И он лихо и категорически забросил за плечо зелено-белый эдинбургский шарф (сносу не было этому шкотскому шарфу!), как тогу Сократ, поразивший Платона и других своих учеников сногсшибательным откровением.

И тут же с великолепной небрежностью простер руку за кружкой пива, точно тот же Сократ за чашей с убийственным бальзамом, изготовленным по державному повелению из болиголова, цикуты и прочее, и прочее.

В другой раз он сказал:

— Вижу, все тоскуешь ты по своей шотландской Изольде. Брось, мой друг! Это была у тебя наполовину выдуманная любовь, а теперь слилась она с любовью к родине. Не терзай себя понапрасну: вон Вильям Шекспир, и тот, уехав из Стратфорда-да-Эвоне, изменил своей Анне Хатавей, подруге юности, а кто из нас чувствовал глубже и тоньше старины Вильяма!

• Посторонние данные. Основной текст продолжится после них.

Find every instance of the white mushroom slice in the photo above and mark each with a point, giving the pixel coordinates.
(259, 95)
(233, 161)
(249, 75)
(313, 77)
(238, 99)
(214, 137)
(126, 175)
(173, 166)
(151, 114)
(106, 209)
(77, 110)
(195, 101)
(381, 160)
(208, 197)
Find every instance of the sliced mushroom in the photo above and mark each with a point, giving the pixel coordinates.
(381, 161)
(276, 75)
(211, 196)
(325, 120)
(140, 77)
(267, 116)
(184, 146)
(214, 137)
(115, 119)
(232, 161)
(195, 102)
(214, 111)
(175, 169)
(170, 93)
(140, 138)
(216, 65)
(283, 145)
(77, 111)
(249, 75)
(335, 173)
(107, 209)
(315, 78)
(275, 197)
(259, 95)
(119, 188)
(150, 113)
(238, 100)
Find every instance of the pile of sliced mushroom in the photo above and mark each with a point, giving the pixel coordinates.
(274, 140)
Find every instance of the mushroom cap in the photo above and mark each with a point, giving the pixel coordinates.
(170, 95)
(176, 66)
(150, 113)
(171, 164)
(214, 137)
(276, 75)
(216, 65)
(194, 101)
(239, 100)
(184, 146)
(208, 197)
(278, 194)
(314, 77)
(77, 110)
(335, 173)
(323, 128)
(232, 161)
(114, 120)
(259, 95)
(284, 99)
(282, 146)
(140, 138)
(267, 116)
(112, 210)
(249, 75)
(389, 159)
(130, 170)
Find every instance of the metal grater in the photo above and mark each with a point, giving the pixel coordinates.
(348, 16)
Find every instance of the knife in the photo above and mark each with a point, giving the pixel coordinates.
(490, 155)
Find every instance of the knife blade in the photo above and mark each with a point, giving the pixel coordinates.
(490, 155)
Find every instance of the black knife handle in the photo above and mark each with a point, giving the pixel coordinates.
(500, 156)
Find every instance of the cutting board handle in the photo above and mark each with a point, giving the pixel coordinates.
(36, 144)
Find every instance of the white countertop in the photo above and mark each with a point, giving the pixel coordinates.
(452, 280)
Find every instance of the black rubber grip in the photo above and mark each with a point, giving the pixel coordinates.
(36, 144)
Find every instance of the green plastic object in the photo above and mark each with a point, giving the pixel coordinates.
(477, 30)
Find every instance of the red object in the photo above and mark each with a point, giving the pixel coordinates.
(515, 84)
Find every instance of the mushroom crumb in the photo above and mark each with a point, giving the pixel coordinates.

Ни в грош не ставя кичливое аристократическое мурье, Галловей однажды, гуляя вокруг Кремля, сказал Лермонту:

— Ты по праву гордишься Томасом Рифмотворцем, подвигами своих предков. Благородство приобретенное не меньше, а больше знатности предков. Никогда не забывай вот такие слова несравненного Данте Алигьери, которые я привожу тебе на память: «Ты называешь лошадь благородной, потому что она хороша сама по себе, и то же ты скажешь о соколе или жемчуге; но неужели человека следует величать благородным только потому, что таковыми были его предки! Не словами, а ножами нужно отвечать на подобное несуразное требование». А мещанин Шекспир в пьесе «Конец — всему делу венец» так сказал: «Превыше всего честь от наших подвигов, а не от предков». Тебе как воину это должно быть особенно понятно.

Когда родился Питер, он же Петька, Крис, отмечая это событие обильными возлияниями за счет ротмистра, сказал.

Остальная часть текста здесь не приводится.